I just don't think they understand my struggle with food and believe eating less & exercising more is a simple solution to losing weight.  So, I don't feel comfortable discussing my juicing with them over a meal I'm watching them eat, especially since my sister-in-law also is bringing her awesome guacamole.  If it wasn't our postponed Christmas Eve get together or my niece wasn't going back to college next week, I'd just postpone it until next month.  I am dedicated to this process though and know I'll figure out a way to muddle through the meal even if I decide not to sit at the table while they eat.  I'll keep you posted.






Tuesday, January 7, 2014

Juicing & Scanning

Red cabbage adds great color to my juice.
Still going strong on my juice fast.  Today is the 11th day and I'm truly amazed at how muchenergy I have and that I've haven't really been hungry.  I was really afraid going into this that my hunger would get the best of me, but so far so it's hardly been an issue.  I still get excited about trying new vegetables and added red cabbage & parsley to some of my mixes this week.  I only spend about 20 minutes a day juicing to make enough to get me through the next day.  
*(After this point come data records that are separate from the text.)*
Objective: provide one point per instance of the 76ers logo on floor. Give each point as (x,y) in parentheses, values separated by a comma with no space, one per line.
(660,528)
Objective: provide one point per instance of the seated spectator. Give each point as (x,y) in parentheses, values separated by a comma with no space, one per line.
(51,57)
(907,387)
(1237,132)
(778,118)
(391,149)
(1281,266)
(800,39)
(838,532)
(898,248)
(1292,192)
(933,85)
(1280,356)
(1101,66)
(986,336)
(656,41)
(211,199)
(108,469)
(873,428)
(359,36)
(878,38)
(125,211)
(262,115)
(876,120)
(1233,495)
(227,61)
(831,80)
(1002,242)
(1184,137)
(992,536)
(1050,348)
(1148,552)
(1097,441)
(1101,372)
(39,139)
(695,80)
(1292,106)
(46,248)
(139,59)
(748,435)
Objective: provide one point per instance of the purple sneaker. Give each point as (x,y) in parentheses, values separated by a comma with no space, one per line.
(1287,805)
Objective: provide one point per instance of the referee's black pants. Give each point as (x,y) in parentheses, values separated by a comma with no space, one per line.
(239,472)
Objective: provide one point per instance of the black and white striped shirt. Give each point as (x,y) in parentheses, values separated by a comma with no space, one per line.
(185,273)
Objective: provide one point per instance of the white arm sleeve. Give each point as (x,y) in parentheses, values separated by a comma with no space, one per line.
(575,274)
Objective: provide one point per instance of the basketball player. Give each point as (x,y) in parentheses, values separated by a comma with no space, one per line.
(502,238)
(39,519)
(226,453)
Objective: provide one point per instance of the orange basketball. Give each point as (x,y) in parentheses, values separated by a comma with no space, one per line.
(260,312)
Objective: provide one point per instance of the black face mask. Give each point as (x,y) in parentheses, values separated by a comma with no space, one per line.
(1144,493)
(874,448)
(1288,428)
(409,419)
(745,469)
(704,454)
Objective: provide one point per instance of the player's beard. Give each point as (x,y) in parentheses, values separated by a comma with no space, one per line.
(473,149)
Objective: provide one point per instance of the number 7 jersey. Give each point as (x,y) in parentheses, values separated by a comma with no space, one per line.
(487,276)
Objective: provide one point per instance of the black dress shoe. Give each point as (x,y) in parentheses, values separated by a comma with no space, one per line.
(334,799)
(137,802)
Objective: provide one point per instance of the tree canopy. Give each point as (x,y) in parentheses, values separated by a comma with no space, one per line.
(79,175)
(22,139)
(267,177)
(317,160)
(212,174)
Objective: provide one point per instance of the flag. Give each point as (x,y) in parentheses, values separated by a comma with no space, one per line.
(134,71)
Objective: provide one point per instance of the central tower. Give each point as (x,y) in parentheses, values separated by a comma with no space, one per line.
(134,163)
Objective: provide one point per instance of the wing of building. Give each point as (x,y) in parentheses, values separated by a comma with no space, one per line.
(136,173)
I'm hoping to make it to 30 days before breaking my fast and even had a thought yesterday about making it to 43 days (1 day for each year of my life).  I'll just keep taking it a day at a time though and trust my body to tell me when I'm ready to head back into the land of eating.  I have started researching the best way to break my fast and will be thinking about a fun way to do it.  I love that Joe Cross went up in a hot air balloon and ate an apple to break his 60 day fast.  It will be too cold here for a balloon ride, but I'll think of something to commemorate the occasion. 

It's been too cold here to get out and walk and I've been ignoring my treadmill, but I have had some fun scanning a bunch of my son's artwork from when he was a little boy (he's 21 now!).  I will keep a few of his actual drawings, but most of them will be stored in my computer now, which is great because I actually look at them more often than when they were stored away in a box.  Here's one of my favorites.  I think I'm supposed to be the one with the long hair.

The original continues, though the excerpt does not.